In order to make our data and the method of TI inference more accessible for practical use, we added a web application to the web site containing the processed patient data, accessible at hiv.biozentrum.unibas.ch/ETI/. Given a diversity value (determined according to Eq (2)), the web application allows to determine the time since infection for an user-selected iSNV cutoff value (xc) and genetic region, along with the appropriate error estimates. The results are presented in accessible graphical form, but also as a slope and intercept pair, equivalent to Table 2. The user can specify whether the diversity was calculated using all codon positions or only the 1st, 2nd, or 3rd. Specifying a codon position is only supported when the region used to evaluate diversity is fully contained in one gene.

Validation of the regression coefficients

We validated the regression coefficients on a dataset from 31 patients with known infection dates and NGS data available at two time points. The distribution of the diversity values for these patients closely resembles that for our training dataset of 11 patients (see S8 and S9 Figs).

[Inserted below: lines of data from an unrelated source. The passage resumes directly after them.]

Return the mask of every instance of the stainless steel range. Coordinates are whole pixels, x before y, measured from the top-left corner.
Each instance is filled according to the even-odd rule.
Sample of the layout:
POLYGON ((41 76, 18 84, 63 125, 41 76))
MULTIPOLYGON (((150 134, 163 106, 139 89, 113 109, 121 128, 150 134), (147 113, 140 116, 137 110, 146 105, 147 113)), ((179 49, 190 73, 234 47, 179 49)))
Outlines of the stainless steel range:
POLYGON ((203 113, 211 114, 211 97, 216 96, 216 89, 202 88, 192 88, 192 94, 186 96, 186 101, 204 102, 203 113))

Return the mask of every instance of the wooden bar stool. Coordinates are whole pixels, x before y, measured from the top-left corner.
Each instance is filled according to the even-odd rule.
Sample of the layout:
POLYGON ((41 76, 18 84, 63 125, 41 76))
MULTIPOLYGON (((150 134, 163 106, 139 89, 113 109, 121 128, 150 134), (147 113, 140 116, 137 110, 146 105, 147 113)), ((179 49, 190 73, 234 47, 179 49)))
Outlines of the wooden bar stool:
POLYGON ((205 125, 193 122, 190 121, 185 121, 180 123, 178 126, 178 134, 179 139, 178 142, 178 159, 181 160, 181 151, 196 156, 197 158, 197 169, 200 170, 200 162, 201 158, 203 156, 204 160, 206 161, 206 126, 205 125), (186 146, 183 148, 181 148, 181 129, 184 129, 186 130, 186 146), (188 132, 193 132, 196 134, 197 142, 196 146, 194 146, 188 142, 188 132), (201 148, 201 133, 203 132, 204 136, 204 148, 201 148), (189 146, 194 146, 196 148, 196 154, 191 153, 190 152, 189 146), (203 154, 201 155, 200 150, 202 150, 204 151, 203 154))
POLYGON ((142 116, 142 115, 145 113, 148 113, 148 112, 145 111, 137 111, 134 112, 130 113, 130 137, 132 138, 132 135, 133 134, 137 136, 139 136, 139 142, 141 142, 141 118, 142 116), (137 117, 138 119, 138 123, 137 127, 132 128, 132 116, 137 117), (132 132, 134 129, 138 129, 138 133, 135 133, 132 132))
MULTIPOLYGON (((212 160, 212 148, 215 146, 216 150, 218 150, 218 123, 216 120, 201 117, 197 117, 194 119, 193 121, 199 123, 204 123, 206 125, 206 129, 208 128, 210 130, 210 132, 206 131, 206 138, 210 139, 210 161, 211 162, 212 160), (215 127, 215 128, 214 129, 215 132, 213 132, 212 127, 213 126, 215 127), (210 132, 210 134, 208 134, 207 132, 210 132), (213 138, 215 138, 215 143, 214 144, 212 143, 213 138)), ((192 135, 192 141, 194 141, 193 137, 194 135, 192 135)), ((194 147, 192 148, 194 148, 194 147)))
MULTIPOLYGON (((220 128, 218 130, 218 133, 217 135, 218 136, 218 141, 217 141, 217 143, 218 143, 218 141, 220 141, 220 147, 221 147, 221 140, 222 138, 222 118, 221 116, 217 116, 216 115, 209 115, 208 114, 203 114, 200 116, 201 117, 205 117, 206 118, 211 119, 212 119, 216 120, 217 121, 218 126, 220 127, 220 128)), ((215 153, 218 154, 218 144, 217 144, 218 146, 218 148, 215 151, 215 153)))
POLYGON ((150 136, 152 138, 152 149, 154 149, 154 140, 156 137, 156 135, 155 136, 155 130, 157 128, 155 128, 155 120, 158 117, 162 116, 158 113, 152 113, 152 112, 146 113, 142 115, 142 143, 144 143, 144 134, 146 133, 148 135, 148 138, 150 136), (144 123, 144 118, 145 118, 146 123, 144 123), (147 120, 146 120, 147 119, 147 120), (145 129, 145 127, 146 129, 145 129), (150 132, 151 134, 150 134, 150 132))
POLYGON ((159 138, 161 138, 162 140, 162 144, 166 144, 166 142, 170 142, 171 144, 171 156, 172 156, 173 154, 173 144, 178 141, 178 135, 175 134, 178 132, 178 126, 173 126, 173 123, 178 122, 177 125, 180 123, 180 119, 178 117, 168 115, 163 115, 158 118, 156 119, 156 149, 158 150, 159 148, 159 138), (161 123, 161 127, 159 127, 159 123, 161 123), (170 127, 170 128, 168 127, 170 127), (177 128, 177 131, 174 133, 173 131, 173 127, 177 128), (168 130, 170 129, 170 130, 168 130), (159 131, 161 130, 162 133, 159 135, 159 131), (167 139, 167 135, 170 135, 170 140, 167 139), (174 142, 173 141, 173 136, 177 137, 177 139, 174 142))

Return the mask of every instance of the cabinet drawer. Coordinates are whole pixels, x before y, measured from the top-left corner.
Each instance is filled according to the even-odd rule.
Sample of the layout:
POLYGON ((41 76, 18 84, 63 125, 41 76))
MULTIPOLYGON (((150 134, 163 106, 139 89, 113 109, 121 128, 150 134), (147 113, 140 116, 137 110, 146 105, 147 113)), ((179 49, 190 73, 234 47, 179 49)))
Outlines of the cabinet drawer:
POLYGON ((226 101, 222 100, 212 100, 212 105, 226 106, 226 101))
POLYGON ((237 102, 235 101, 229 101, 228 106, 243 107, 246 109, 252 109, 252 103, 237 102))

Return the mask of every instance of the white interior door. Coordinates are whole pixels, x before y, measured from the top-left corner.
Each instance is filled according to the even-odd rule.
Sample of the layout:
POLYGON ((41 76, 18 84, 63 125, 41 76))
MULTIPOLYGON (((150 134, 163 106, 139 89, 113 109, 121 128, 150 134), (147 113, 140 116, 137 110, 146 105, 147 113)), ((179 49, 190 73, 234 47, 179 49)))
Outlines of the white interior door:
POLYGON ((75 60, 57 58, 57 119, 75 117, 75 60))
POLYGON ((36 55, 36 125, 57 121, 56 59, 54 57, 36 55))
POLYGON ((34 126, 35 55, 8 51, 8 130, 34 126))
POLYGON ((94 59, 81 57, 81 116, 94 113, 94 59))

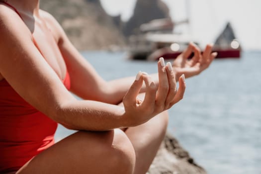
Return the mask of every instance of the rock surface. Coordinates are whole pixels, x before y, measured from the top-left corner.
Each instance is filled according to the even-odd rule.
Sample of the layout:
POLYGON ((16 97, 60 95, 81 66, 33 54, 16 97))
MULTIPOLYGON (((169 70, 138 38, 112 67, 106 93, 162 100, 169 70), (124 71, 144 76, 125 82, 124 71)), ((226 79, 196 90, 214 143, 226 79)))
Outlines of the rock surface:
POLYGON ((173 136, 167 135, 147 174, 206 174, 173 136))

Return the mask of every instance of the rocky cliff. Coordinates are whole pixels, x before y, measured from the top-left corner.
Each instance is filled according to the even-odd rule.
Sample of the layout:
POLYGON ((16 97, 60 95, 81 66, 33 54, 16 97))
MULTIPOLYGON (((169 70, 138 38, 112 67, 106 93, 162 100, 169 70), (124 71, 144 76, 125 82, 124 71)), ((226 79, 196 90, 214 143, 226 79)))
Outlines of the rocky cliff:
POLYGON ((52 14, 79 50, 125 45, 125 37, 99 0, 44 0, 40 8, 52 14))
POLYGON ((126 22, 120 15, 111 16, 99 0, 45 0, 40 8, 52 14, 79 50, 108 49, 126 45, 126 40, 144 23, 169 18, 169 8, 161 0, 137 0, 133 15, 126 22))
POLYGON ((161 0, 137 0, 133 15, 124 25, 125 36, 136 34, 140 26, 153 19, 169 18, 169 9, 161 0))

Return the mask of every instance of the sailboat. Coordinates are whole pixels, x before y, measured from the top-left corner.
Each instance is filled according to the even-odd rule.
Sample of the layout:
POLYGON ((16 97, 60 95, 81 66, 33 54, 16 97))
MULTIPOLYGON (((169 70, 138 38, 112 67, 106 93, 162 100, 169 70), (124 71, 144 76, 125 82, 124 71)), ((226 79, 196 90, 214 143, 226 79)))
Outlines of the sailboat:
MULTIPOLYGON (((187 1, 188 3, 187 2, 188 1, 187 1)), ((188 13, 189 10, 187 11, 188 13)), ((145 60, 157 60, 162 57, 165 59, 175 59, 190 42, 199 45, 198 42, 193 40, 189 35, 173 32, 174 28, 177 26, 189 23, 188 17, 178 22, 164 18, 142 24, 139 33, 130 37, 128 58, 145 60)), ((217 52, 216 58, 218 59, 240 57, 240 44, 229 22, 216 39, 212 50, 217 52)), ((192 55, 191 57, 192 56, 192 55)))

We inferred the time since infection for the 31 validation patients using the regression coefficients obtained for the eleven patients of the training set; the results are summarized in Fig 6, which also shows (in gray) the data points of the training set (same as in Fig 4). The new data exhibit the same behavior as the training set: the TI estimates are centered around the true TI and the accuracy of the estimate is about one year, as can be seen from the histogram in the left panel of Fig 6. In order to make the histograms for the training and validation data comparable, we included for the former only the points of the infection time less than 5 years.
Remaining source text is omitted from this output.